L’avventurosa realizzazione di questo film merita un film a sé stante. De Sica era stato convocato da Goebbels a Venezia dove sarebbe dovuto nascere la cinecittà della repubblica di Salò. Fu Maria Mercader, sua prossima seconda moglie, già ingaggiata per La porta del cielo, a salvarlo: insistette e ottenne da Giovan Battista Montini, che fosse lui il regista del film. De Sica a sua volta volle avere come sceneggiatore Cesare Zavattini (nella foto) anche se non fu facile convincere un miscredente come lui, a scrivere una storia dove si parlava di fede e di miracoli. Sempre Montini diede l’autorizzazione perché le riprese potessero venir realizzate all’interno della Basilica di San Paolo fuori le Mura, che godeva dell’extraterritorialità. Le riprese iniziarono ad ottobre del 1943 quindi un mese dopo l’armistizio dell’8 settembre, nel periodo in cui le truppe tedesche occupavano la città.
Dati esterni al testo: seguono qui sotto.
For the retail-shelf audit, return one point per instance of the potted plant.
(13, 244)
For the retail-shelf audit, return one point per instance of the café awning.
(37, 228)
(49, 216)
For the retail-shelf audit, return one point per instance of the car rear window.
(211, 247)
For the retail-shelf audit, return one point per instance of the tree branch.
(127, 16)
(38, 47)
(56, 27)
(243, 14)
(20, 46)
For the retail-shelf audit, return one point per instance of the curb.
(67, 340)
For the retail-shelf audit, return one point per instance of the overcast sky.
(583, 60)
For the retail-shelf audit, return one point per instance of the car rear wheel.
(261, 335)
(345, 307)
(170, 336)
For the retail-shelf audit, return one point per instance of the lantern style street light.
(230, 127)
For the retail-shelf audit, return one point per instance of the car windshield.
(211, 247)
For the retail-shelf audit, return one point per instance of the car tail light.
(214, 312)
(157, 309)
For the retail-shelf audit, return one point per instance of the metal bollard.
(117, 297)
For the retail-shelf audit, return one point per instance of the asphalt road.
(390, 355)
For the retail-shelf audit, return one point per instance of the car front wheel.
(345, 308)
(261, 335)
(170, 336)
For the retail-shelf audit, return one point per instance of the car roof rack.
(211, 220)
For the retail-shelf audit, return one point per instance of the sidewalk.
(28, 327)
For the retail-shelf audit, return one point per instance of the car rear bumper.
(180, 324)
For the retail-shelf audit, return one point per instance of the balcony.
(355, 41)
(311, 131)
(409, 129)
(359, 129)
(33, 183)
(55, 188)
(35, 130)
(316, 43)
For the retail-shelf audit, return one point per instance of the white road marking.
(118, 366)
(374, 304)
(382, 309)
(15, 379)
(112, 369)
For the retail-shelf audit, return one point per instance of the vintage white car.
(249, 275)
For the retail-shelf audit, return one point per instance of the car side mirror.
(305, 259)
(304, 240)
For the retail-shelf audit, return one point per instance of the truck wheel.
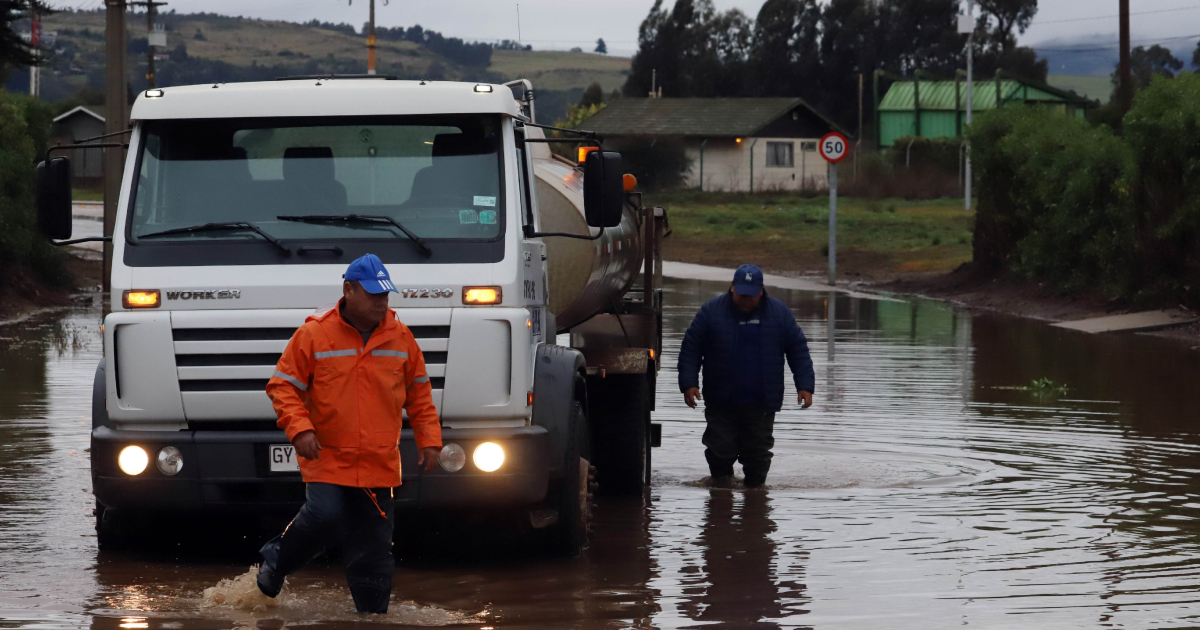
(109, 532)
(622, 441)
(573, 501)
Fu l’occasione per nascondere nei sotterranei un numero imprecisato di persone ricercate (ebrei, renitenti alla leva, rifugiati politici) e le riprese si protrassero per ben sette mesi, in attesa che Roma fosse liberata. Come ha raccontato Christian De Sica nel suo libro Figlio di Papà, questi rifugiati «abusarono dell’ospitalità loro offerta bivaccando, cucinando, fumando e amoreggiando dove capitava, con scandalo dei monaci». Possiamo facilmente immaginarci le discussioni animate che si saranno svolte fra De Sica e Zavattini. Pur nella piena libertà di espressione del regista e dello sceneggiatore, le richieste del committente erano chiare: esaltate la fede di tanti malati che si recano ogni anno al Santuario di Loreto per implorare di essere liberati dalle loro sofferenze, l’abnegazione di tante crocerossine e tanti volontari che si pongono al servizio dei fedeli su quel treno che partendo dalla punta dello Stivale percorre lentamente tutta l’Italia e a ogni fermata lascia salire altri infermi.
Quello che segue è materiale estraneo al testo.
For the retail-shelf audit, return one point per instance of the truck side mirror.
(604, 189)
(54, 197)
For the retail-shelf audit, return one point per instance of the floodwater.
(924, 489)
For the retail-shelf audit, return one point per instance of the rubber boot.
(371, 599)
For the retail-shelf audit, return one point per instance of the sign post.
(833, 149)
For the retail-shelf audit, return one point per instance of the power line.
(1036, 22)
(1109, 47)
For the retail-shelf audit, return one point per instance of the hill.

Sviluppare un film apologetico che si concludeva anche con una guarigione miracolosa sarebbe stato più facile e avrebbe senz’altro soddisfatto il committente. Ma De Sica avrebbe tradito se stesso. De Sica ci fa calare da subito in un contesto realista: ecco che vediamo i fedeli assiepati nella stessa cabina che si lamentano perché uno di loro si è alzato ed è caduta una valigia dalla rastrelliera ma a poco a poco finiscono per comprendersi e alla fine sollevano insieme il ragazzo paraplegico che sta con loro perché possa guardare per un po’ il paesaggio dal finestrino. Fra le tante crocerossine che si prodigano fra i malati c’è anche quella inesperta che viene redarguita perché non si è messa la cuffia. La loro superiora si lamenta (di nobile origini: è una contessa) perché portano a lei solo problemi ma poi tutto si risolve per il meglio e verso sera queste ragazze biancovestite possono guidare la recita del rosario fra i vari scompartimenti.
Vittorio De Sica realizzò un ottimo film ma non piacque alla committenza, perché non c’erano guarigioni miracolose e fu presto ritirato dai cinema. Disponibile su Youtube.